Melco Resorts to Pay For Crown’s Failings in New South Wales

Posted on: February 7, 2022, 09:11h. 

Last updated on: February 7, 2022, 12:20h.

Crown Resorts had to pay to cover the costs of the New South Wales (NSW) investigation into its operations. Now, Melco Resorts and Entertainment is going to have to pay as well.

Lawrence Ho
Lawrence Ho, seen during an interview with Macau Business. The Melco Resorts and Entertainment CEO is locked in a battle with New South Wales over the price of the latter’s investigation into Crown Resorts. (Image: Macau Business)

After the Independent Liquor and Gaming Authority (ILGA) found Crown Resorts unsuitable for a gaming license in NSW, it added insult to injury.

It hit the casino operator with a bill for AU$12.5 million (US$8.88 million) to cover the costs. The ILGA also handed Melco Resorts a bill for AU$3.7 million (US $2.63 million). However, it still hasn’t taken care of the debt.

The Australian Financial Review reports that the ILGA doesn’t want to keep waiting for its payment. It is suing Melco over the outstanding bill, sending its lawsuit to Australia’s Supreme Court.

Bergin Inquiry Comes at Considerable Cost

The Bergin inquiry took 18 months to complete before finding Crown guilty of egregious lapses of judgment.
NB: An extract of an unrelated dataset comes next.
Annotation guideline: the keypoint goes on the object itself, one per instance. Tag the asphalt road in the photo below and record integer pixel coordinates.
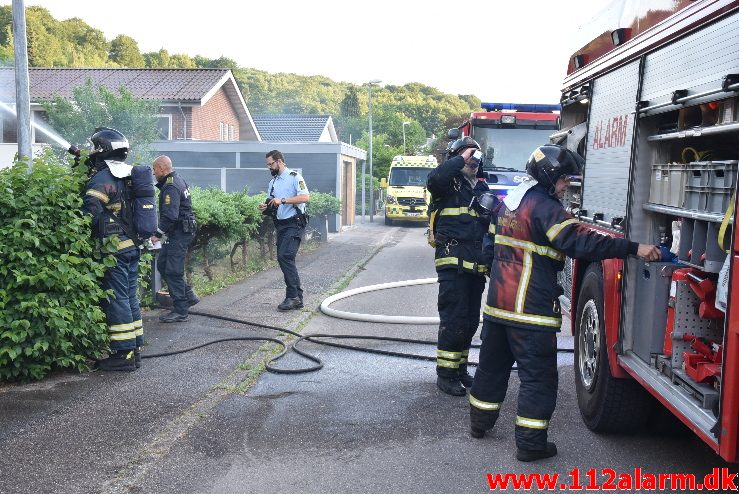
(368, 423)
(204, 422)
The operator, once seemingly impervious to regulatory scrutiny, suddenly found itself charged with gross money-laundering violations, machine tampering, and more.

The NSW investigation involved numerous lawyers, analysts and more, which drove the state’s costs high. When it was determined that Crown was at fault, the ILGA determined it should pay for the investigation.

Melco played a crucial role in the state’s investigation. Regulators determined that Crown continued to deal with the company even though it had been cast out by the ILGA.

The late Stanley Ho was once an investor in Crown’s operations, as well as a substantial owner of Melco. His son is Lawrence Ho, the CEO of Melco. The gaming regulator had banned the elder Ho from acquiring a stake in Crown operations, with the stipulation included when Crown was given its NSW license.

However, this didn’t prevent Crown founder and former boss James Packer from working a deal with Stanley Ho in 2019. He sold the blacklisted individual 10% of his holdings, a move he conveniently “forgot” when he was testifying during the Bergin inquiry.

NSW Gives Crown a Pass

Stanley Ho was persona non grata for his alleged ties to organized crime in Australia and across Asia. Just the mention of his connection to criminal gangs was enough for NSW to act.

However, the Bergin inquiry ultimately gave Crown a free pass on the deal between Packer and Ho. Officials concluded that the deal was so secretive that Crown’s board was oblivious to what was happening.

Most of that board, like Packer, is no longer with the company. As it continues to overcome similar challenges in Victoria and Western Australia, the Crown has taken steps to appease regulators. It worked in Victoria, where the company is now on probation for two years. The results of the Western Australia investigation are due in the next few weeks.

Melco Not Running from Obligations

Melco asserts that the ILGA is to blame for the delay in paying the bill. It has reportedly tried to work with the regulator to understand a breakdown of the charges, but hasn’t been satisfied with the results.

We have previously requested information from ILGA in an effort to reach an amicable resolution. Despite this request, we have not received the information that is necessary for Melco to adequately assess ILGA’s claim,” said a Melco spokesperson.

Perhaps the ILGA doesn’t feel it needs to explain how it reached the figure it has requested. The Supreme Court will determine what happens next, with both sides meeting in court this Friday, Feb. 11.